なんだか嫌な予感もしていたし、お世話になりましたとは————一体どういう風の吹き回しかと思った。
(あの人、本当に母親だったのか?)
「菜乃花の母親って、生きてるんですか?」
長くこの村にいる仁平なら、何か知っているだろうと聞いてみると、仁平は一瞬目を見開いて動揺を見せる。
「……あぁ、今の母親ならな」
「今の母親……?」
「あの子が……菜乃花ちゃんの方からあの母親の話をするとは思えないが……もしかして、本人に会ったか?」
「はい……その、三十代くらいの着物を着た人でした」
「そうか。やっぱりな」
仁平は深いため息をつくと、俺から聞いたということは言わないでくれと前置きして、菜乃花の母親について教えてくれた。
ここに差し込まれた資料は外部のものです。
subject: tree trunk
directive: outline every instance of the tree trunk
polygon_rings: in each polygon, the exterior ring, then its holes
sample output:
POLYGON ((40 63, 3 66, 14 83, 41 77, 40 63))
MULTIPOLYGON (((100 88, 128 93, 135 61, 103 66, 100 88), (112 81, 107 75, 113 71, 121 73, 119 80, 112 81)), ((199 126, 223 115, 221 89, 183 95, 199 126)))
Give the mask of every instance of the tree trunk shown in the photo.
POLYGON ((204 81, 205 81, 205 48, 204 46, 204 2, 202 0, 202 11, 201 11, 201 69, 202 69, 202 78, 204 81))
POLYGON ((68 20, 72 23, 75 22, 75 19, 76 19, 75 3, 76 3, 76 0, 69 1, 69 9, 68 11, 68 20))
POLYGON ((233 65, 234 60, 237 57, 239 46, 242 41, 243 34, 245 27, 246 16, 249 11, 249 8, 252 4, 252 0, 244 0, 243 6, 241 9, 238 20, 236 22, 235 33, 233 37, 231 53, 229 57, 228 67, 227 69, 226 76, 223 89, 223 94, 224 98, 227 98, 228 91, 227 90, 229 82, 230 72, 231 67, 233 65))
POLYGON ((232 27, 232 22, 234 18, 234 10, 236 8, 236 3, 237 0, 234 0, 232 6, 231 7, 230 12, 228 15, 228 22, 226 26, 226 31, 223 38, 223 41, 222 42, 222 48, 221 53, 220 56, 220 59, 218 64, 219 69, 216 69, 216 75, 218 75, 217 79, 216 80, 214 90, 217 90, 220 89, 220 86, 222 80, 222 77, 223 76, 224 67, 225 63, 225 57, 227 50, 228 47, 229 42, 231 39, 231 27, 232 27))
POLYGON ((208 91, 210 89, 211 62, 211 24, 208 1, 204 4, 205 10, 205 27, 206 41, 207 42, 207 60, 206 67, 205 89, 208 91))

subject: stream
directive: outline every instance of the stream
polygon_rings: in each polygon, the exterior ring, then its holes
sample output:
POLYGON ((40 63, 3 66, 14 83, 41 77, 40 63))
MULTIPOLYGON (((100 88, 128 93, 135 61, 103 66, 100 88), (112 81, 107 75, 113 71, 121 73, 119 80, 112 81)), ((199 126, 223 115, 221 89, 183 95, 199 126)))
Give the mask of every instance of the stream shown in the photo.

「菜乃花ちゃんの母親——つまり、産みの親はあの子が五つの時に死んだんだ————」
◾️ ◾️ ◾️
約十一年前、女人村に大雪が降った翌日のことだった。
屋根の上から雪下ろしをしていた村人が、足跡一つない雪景色の上で倒れている人を見つける。
真っ白い雪の中で、仰向けで横たわっていたのは真っ白い髪に薄いグレーの瞳、白い肌の美しい女性。
そして着ている服も真っ白な着物一枚だけで、真っ白い景色の中に溶け込んでいた。
「ちゅ、駐在さん! 大変だ!! 人が……人が死んでる!! あれは、村長のところの嫁だ!!」
村人が発見した頃には、もうすでに亡くなっていて、全てが手遅れだった。
なぜこんなところに倒れていたのかもわからないし、そもそもそれが事故なのか自殺なのか、他殺なのかも不明だった。
大雪のせいで消えてしまったのか、最初から存在しなかったのか、足跡は発見した村人のものしかない。
それに体の表面にかかっている雪も薄く、とても奇妙な状態だった。
亡くなったのは、村長の長男の嫁である根倉
菜乃花の父親、そして、祖父である村長、さらに冬美と親交のあったものたちは突然の死に悲しみにくれたが、一部、その死を喜んでいる人がいるのも事実だった。
冬美はその見た目から、この女人村の伝説になぞらえて村の一部の人間からは忌み嫌われていたのだ。